The late violist, Sol Greitzer, former principal violist of the New York Philharmonic, was a faculty member at the festival. He, along with his wife took a special interest in my progress, coaching my chamber ensembles, and at one point, loaning me a very fine viola owned by the Philharmonic. I consider them both to be among my most influential mentors.
And now you are doing the same thing with JMU students, both inside and outside music.
Yes. A few years ago, I founded the Harlem Symphony Orchestra; and since then, I have invited two JMU students with me to perform alongside the professionals. Outside the music school, here on JMU's campus, I am one of four Faculty-in-Residence, which means I live in Eagle Hall, a freshman residence hall, where I host student events, eat meals with students and allow them to see me as a "normal" person.
Tell us about the Harlem Symphony Orchestra.
When I was 8 years old, my mother was the soloist for the one and only concert of the National Afro-American Philharmonic Orchestra. In 1993, she founded the Gateway Music Festival in Winston-Salem, N.C., to highlight the historical contributions and visibility of orchestral musicians of African descent.
In 2001, after I joined the festival's board of directors, I started thinking about increasing the frequency of the festival. What says black America more than Harlem? So, it has to be the Harlem Symphony Orchestra. I shopped around the idea. Eventually, we became a 501c3 organization, and the Apollo Theater invited us to come perform. After that performance, they invited us back.
How do you get students from JMU involved in the orchestra?
For our 2004 performance, I asked a JMU cello player to join us. Two other times, I have invited percussionists. I want to give them an opportunity to perform in a professional setting. Success in classical music depends on professional experience. It's rare to be hired right out of college for a professional orchestra. The professional experience helps.
What kinds of things do the students experience that they wouldn't on campus?
At the Harlem Symphony Orchestra, we prepare our program in four days. We have four rehearsals. Of course, they get the music ahead of time, and everybody must be prepared before they get there. I expect a lot of them, and I expect it quickly. It's very high powered. I hope they come out with a sense of accomplishment, that now they know they can do this.
As faculty-in-residence, Amadi Azikiwe lives in a freshman residence hall.
You're not just mentoring music students, though.

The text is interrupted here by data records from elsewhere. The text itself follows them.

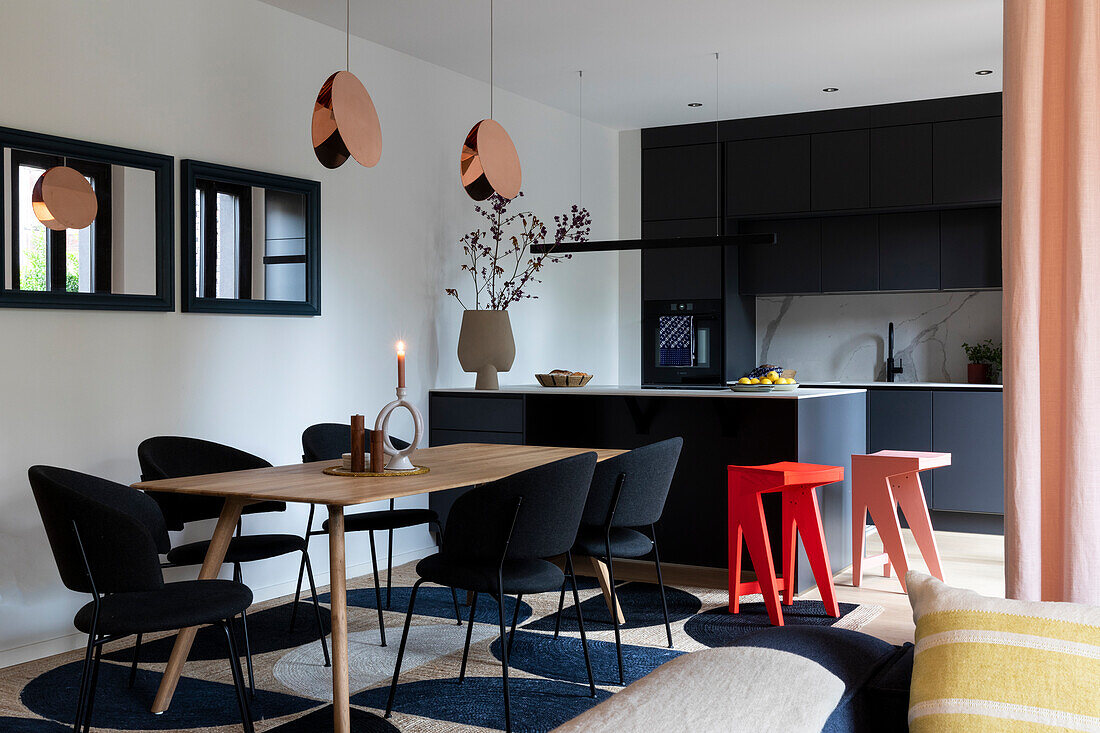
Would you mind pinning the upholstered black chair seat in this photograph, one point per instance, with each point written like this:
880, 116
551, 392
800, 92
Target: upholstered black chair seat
246, 548
175, 605
625, 543
519, 576
385, 520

You also live among students, don't you?
Yes. I live in Eagle Hall, an eight-story building of all freshmen. It is a way for me to be social with students so they know they can approach their teachers. They can then imagine that any of their other teachers might also like movies, play pool, swim, eat a late night snack, take out the garbage, etc.
How do you connect with the students in Eagle?
Just by being here. I saw a student studying for a World War II test once, and I'm kind of a history buff, so I reviewed with her. Something like that isn't required of me, but I think it was helpful. I also talk to them about their musical interests or find common interests. Sometimes, I have played concerts here in Eagle, along with my colleagues from the School of Music; and the students always ask when I'm doing it again.
I know the processes of what to do, for instance, if you had roommate problems or some other issue. I've become adept at conversing with students about their interests, why they came to JMU, how they're liking it.
Sounds like you really believe in coming alongside students to help them succeed.
To take a student under your wing is important. That's been true in my life, and I live that here.